Optimize for team productivity – Everyone works in the same common area. There are no branches, just a long, unbroken straight line of development. There’s nothing to understand, so commits are simple, but each commit can break the entire project and bring all progress to a screeching halt.

When merging is difficult, teams become less able and motivated to improve and refactor code because refactorings are more likely to cause rework for everyone else. When this happens, teams are more reluctant to modify code that has dependencies throughout the codebase, which is where they could have the highest payoffs.

“When we do not aggressively refactor our codebase, it becomes more difficult to make changes and to maintain over time, slowing down the rate at which we can add new features.”
Ward Cunningham on Technical Debt

Solving the merge problem was one of the primary reasons behind the creation of continuous integration and trunk-based development practices — to optimize for team productivity over individual productivity.

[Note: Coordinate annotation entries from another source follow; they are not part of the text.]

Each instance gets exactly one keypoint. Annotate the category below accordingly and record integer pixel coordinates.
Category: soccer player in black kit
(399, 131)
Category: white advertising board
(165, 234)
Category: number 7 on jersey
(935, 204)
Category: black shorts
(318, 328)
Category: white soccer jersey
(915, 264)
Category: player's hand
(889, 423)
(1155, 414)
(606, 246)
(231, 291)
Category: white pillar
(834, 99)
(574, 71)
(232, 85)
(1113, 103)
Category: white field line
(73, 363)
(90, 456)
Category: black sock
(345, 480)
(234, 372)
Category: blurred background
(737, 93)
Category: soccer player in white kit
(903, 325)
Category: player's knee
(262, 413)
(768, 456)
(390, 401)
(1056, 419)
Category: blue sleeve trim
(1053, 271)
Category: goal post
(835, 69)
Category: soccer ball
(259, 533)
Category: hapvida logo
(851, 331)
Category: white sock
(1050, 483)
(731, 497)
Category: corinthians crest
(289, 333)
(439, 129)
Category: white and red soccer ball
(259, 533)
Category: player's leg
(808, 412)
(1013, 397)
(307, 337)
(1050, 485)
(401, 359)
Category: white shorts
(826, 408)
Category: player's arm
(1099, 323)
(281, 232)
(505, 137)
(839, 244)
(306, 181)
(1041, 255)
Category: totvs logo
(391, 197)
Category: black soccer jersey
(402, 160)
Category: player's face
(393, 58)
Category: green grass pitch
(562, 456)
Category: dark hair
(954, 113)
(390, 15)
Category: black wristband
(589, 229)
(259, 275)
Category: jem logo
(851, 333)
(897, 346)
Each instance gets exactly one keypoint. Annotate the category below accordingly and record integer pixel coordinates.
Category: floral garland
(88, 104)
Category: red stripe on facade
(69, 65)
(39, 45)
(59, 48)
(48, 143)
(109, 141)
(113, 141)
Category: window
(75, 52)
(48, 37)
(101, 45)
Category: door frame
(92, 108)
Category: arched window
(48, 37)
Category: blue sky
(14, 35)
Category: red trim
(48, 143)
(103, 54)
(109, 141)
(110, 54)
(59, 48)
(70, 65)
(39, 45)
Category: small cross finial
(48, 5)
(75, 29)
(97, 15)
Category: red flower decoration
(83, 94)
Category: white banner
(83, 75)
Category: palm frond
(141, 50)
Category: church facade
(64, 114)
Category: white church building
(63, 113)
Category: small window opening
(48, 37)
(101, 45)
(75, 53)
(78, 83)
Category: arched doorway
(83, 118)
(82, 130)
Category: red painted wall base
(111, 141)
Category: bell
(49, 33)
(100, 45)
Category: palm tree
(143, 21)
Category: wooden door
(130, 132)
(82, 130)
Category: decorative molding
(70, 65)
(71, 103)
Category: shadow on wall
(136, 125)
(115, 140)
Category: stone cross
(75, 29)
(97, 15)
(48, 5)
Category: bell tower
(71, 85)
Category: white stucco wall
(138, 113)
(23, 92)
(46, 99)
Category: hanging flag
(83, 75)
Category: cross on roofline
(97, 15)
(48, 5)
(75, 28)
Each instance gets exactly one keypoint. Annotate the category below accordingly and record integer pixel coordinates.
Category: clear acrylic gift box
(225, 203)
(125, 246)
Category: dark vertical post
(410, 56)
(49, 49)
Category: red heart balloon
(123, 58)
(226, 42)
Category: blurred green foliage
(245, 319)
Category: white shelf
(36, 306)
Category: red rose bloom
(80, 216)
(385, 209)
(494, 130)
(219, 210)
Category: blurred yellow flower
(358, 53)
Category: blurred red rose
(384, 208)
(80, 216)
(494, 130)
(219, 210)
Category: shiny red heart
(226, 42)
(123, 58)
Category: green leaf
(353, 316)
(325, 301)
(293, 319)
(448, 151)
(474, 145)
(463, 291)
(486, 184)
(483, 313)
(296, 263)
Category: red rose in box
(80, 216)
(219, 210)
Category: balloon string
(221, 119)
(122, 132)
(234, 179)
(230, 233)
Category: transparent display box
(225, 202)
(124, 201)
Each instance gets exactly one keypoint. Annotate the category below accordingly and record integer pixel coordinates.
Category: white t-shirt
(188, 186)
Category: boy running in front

Adopt Trunk-Based Development Practices

One countermeasure to large batch size merges is to institute continuous integration and trunk-based development practices, where all developers check in their code to trunk at least once per day.

Frequent code commits to trunk means each team can run all automated tests on their application as a whole and receive alerts when a change breaks some other part of the application or interferes with the work of another developer.

Gated Commits – the deployment pipeline first confirms that the submitted change will successfully merge, build as expected, and pass all the automated tests before actually being merged into trunk.